Bishop said the change would not impact Medibank customers and was predicted to drive down issues that could, such as absenteeism.

Concerns over trial length

Some concerns have been raised about whether the short length of the trial will be enough to properly adopt, and if the small number of participants will foster inequality within the ranks.

“It has to be available to all. I am a bit concerned,” University of Technology Sydney professor Bronwen Dalton told The Sydney Morning Herald.

“Imagine if just 25 colleagues get the same pay as you, but they get Fridays off.
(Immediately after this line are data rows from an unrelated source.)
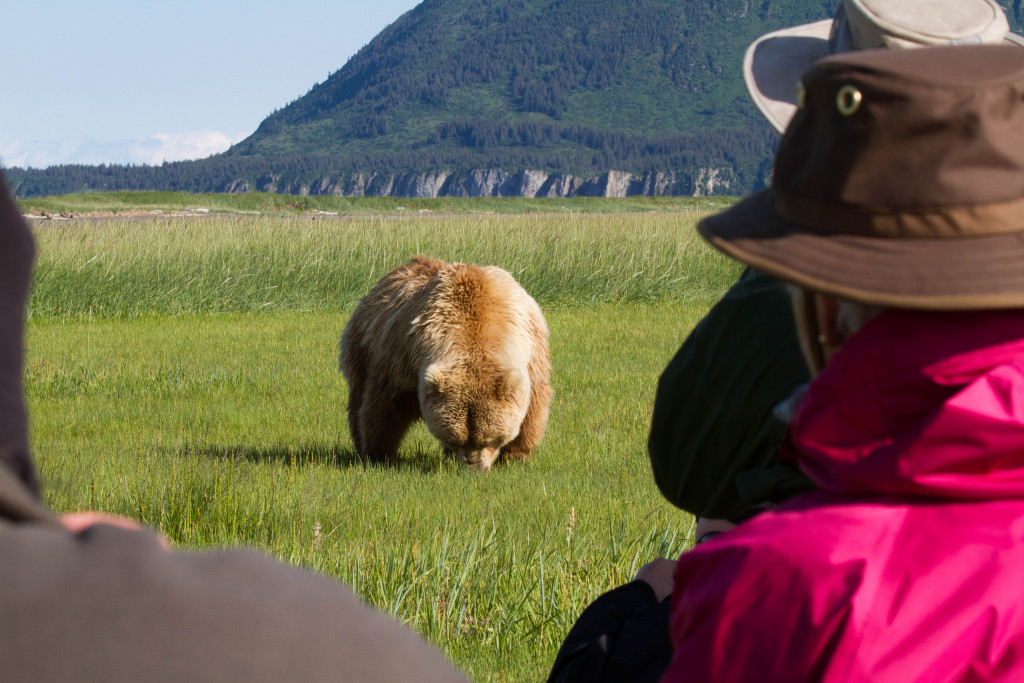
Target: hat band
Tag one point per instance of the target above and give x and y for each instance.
(902, 222)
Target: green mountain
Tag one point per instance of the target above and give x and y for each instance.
(539, 97)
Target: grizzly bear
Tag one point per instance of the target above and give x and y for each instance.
(462, 346)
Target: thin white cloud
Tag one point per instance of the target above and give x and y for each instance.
(154, 150)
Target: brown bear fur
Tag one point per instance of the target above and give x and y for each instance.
(464, 347)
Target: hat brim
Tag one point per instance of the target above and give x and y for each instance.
(774, 63)
(970, 272)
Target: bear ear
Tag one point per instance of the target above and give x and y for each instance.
(434, 377)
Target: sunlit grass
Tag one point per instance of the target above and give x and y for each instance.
(220, 422)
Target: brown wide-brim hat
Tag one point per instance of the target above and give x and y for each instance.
(899, 182)
(774, 62)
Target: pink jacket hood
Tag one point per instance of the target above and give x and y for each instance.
(906, 565)
(920, 404)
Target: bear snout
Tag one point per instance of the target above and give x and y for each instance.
(477, 460)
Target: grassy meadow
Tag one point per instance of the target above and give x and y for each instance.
(183, 371)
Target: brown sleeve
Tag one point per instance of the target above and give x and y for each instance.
(112, 604)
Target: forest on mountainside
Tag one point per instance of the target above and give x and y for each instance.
(574, 87)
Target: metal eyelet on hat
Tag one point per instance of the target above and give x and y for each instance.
(848, 99)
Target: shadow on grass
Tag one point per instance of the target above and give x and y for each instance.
(334, 455)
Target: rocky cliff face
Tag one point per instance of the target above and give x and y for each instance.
(496, 182)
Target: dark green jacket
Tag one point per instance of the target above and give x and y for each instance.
(713, 434)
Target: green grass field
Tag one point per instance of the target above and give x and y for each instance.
(184, 372)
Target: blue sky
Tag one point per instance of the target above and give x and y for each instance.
(132, 81)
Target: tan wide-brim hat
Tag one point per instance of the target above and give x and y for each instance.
(774, 62)
(899, 182)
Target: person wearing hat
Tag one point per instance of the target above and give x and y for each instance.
(714, 430)
(88, 597)
(896, 214)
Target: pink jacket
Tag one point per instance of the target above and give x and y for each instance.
(908, 564)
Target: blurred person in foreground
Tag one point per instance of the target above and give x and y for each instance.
(897, 214)
(723, 402)
(91, 597)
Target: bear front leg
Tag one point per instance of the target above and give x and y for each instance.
(532, 425)
(385, 418)
(355, 391)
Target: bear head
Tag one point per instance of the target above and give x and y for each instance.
(474, 409)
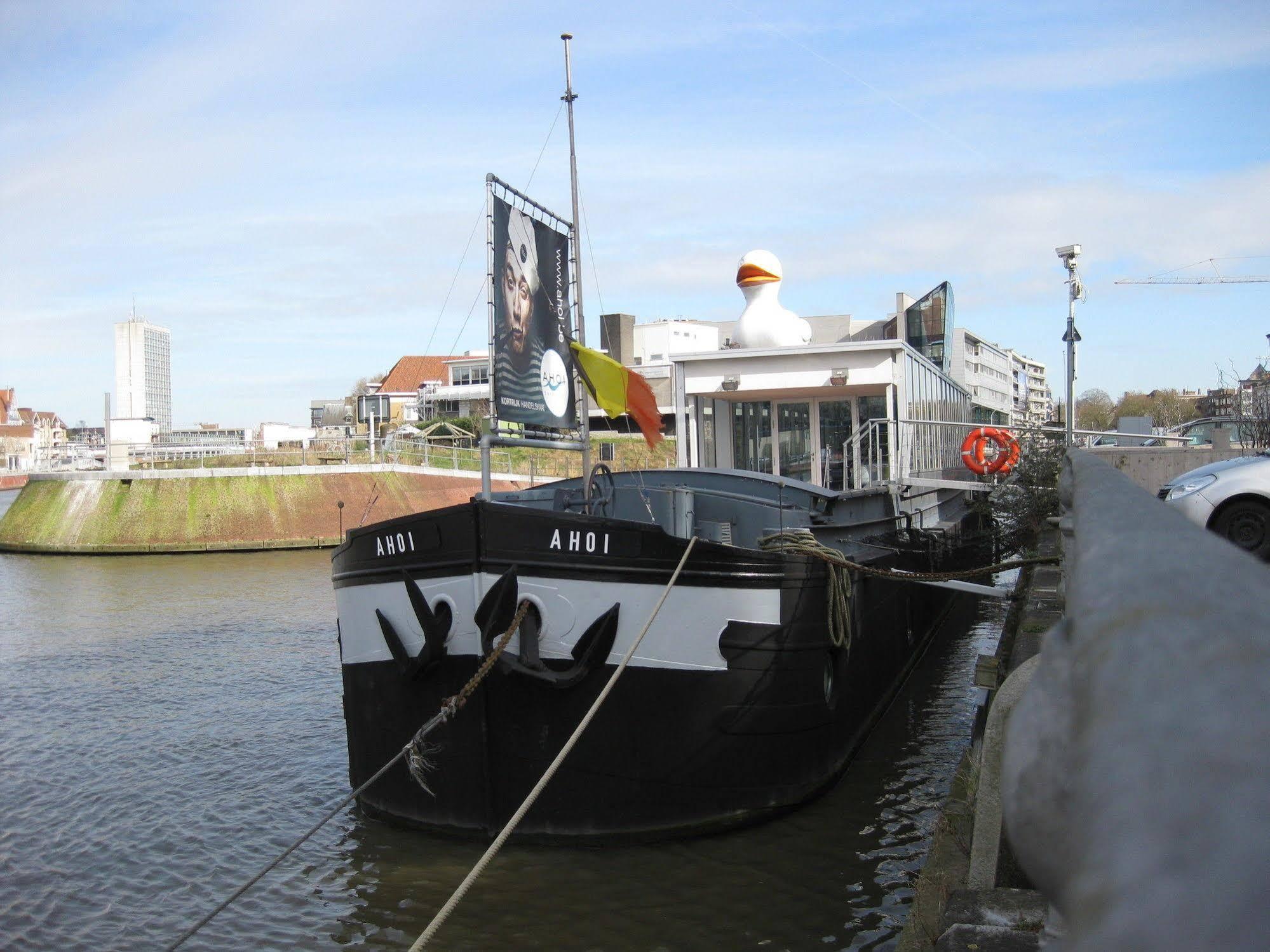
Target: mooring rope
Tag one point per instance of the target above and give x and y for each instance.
(840, 578)
(449, 709)
(426, 936)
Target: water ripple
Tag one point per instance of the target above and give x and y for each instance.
(166, 725)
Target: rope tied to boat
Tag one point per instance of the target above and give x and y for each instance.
(415, 751)
(419, 751)
(804, 542)
(456, 898)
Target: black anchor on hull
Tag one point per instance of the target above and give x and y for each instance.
(433, 624)
(496, 613)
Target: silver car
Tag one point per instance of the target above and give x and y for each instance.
(1233, 498)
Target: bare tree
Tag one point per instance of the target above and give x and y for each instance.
(1095, 410)
(1250, 405)
(1166, 408)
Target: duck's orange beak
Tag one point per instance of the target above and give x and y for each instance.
(752, 274)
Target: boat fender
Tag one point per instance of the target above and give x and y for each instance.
(435, 626)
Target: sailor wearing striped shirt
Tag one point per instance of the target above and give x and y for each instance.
(517, 367)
Wouldn’t you feel that’s a bit unequal?”

Dalton worked on another Australian pilot program with Unilever - the consumer goods giant behind products like Dove, OMO and Magnum ice-cream.

It’s been conducting the trial with Aussie staff since November last year, following a successful New Zealand pilot, which saw a boost in revenue, as well as increased staff well-being and engagement.

A senior marketing manager for deodorants said she felt more productive since the start of the trial, and was able to use her day off to study or volunteer.

“Having less time in the week really encourages us to be more ruthless in prioritising the work that really matters,” Anna Tracey told Yahoo Finance.

“Since the trial has launched, everybody has gone into that mindset of questioning the status quo and not just doing meetings for the sake of meetings.”

Hardware giant Bunnings has also started a four-day working week trial for thousands of its employees, giving them the option to work 38 hours over four days or spread their hours out across a nine-day fortnight.

The staff are entitled to five weeks’ annual leave, and were told they’d get a 10.5 per cent pay rise over the next three years.

More than 90 per cent of the 61 UK companies involved in the world’s biggest four-day-work-week trial decided to stick with the change.

Companies reported a 1.4 per cent increase in revenue, as well as a 57 per cent fall in resignations. Staff said their health and well-being improved, as did their overall satisfaction.